Escape sequences can be used to designate a single character literal or characters in a string literal. Escape sequences followed by a character
code are especially handy when the character is non-visible or is not directly representable in the source code encoding. However, before C++23 the
way to write them is convoluted. Let’s take, for instance, the character @
:
- In octal, it is written
\100
. This notation has two main issues: It’s not easy to spot octal literals (it’s just some digits,
nothing makes it obvious that they are octal digits), and it’s not easy to say when the escape sequence ends (see S2335). This
is so confusing that it is commonly advised to avoid octal escape sequences (see S1314).

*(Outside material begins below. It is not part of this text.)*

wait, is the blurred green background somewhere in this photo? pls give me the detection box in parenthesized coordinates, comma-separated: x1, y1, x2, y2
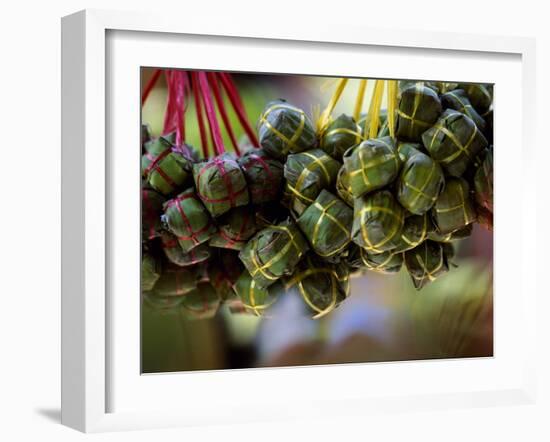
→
(141, 69, 493, 373)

- Hexadecimal sequences are written
\x40
. While they stand out more prominently, it’s still difficult to say when they end (see also
S2335).
- Universal character names, while not strictly speaking escape sequences, have a very similar visual appearance and are written
\u0040
(exactly 4 hexadecimal digits) or \U00000040
(exactly 8 hexadecimal digits). The fact that the number of digits
depends on the case of the introducing u
can be a source of errors.
C++23 introduces a new way to define those escape sequences, which is more consistent, non-ambiguous, and makes the ending of the literal obvious.
It is now possible to write the previous examples respectively \o{100}
, \x{40}
, \u{40}
and \u{40}
again (leading zeros are optional).
This rule raises an issue when a legacy escape sequence can be replaced with an improved version.